Real World OCaml

2nd Edition (in progress)
Table of Contents

Preprocessing with ppx

One powerful feature in OCaml is a facility to extend the standard language via extension points. These represent placeholders in the OCaml syntax tree and are ignored by the standard compiler tooling, beyond being delimited and stored in the abstract syntax tree alongside the normal parsed source code. They are intended to be expanded by external tools that select extension nodes that can interpret them. The external tools can choose to generate further OCaml code by transforming the input syntax tree, thus forming the basis of an extensible preprocessor for the language.

There are two primary forms of extension points in OCaml: attributes and extension nodes. Let’s first run through some examples of what they look like, and then see how to use them in your own code.

Extension Attributes

Attributes supply additional information that is attached to a node in the OCaml syntax tree, and subsequently interpreted and expanded by external tools.

The basic form of an attribute is the [@ ... ] syntax. The number of @ symbols defines which part of the syntax tree the attribute is bound to:

  • a single [@ binds to expressions and individual type definitions.
  • a double [@@ binds to blocks of code, such as module definitions, type declarations or class fields.
  • a triple [@@@ appears as a standalone entry in a module implementation or signature, and are not tied to any specific source code node.

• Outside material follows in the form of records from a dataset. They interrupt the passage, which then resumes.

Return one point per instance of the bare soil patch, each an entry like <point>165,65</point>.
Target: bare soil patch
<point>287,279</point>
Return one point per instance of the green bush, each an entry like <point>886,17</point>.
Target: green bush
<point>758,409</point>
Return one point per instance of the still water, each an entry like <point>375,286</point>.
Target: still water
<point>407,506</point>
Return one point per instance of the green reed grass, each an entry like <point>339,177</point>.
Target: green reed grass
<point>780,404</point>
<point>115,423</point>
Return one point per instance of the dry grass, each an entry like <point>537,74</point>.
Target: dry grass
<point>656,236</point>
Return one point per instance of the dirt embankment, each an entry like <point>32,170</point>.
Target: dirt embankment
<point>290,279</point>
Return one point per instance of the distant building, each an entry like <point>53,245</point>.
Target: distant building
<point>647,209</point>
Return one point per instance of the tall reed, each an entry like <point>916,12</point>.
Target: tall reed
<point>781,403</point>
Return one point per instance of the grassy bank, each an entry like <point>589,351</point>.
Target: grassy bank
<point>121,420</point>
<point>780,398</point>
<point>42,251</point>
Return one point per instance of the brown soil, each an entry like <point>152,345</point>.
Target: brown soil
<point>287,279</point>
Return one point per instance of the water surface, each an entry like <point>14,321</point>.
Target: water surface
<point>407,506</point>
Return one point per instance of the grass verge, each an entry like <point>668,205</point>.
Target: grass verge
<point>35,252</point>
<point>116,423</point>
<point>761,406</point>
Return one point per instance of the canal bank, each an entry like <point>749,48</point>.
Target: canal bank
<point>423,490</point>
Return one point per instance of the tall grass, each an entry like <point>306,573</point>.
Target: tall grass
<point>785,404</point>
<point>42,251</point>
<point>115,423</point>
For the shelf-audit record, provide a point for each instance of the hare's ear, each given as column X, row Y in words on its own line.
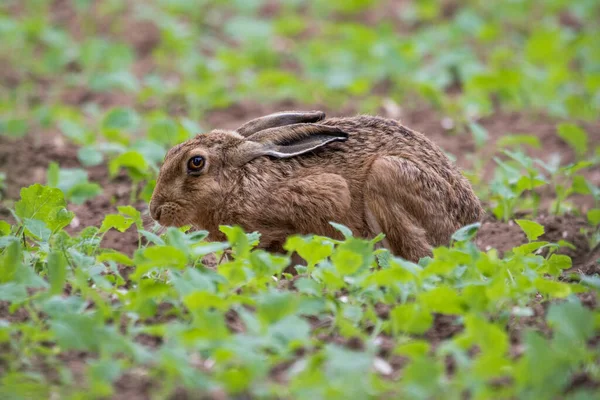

The OCaml compiler has some useful builtin attributes that we can use to illustrate their use without requiring any external tools. Let’s first look at the use of the standalone attribute @@@warning to toggle an OCaml compiler warning.

module Abc = struct

[@@@warning "+10"]
let a = Sys.get_argv (); ()

[@@@warning "-10"]
let b = Sys.get_argv (); ()
>Line 4, characters 11-26:
>Warning 10: this expression should have type unit.
>module Abc : sig val a : unit val b : unit end

The warning number in our example is taken from the compiler manual page. In this case, warning 10 emits a message if the expression in a sequence doesn’t have type unit. The @@@warning nodes in the module implementation cause the compiler to change its behaviour within the scope of that structure only.

An annotation can also be more narrowly attached to a block of code. For example, a module implementation can be annotated with @@deprecated to indicate that it should not be used in new code:

module Planets = struct
  let earth = true
  let pluto = true
end [@@deprecated "Sorry, Pluto is no longer a planet. Use the Planets2016 module instead."]
>module Planets : sig val earth : bool val pluto : bool end
module Planets2016 = struct
  let earth = true
  let pluto = false
>module Planets2016 : sig val earth : bool val pluto : bool end

In this example, the @@deprecated annotation is only attached to the Planets module, and the human-readable argument string redirects developers to the newer code. Now if we try to use the value that has been marked as deprecated, the compiler will issue a warning.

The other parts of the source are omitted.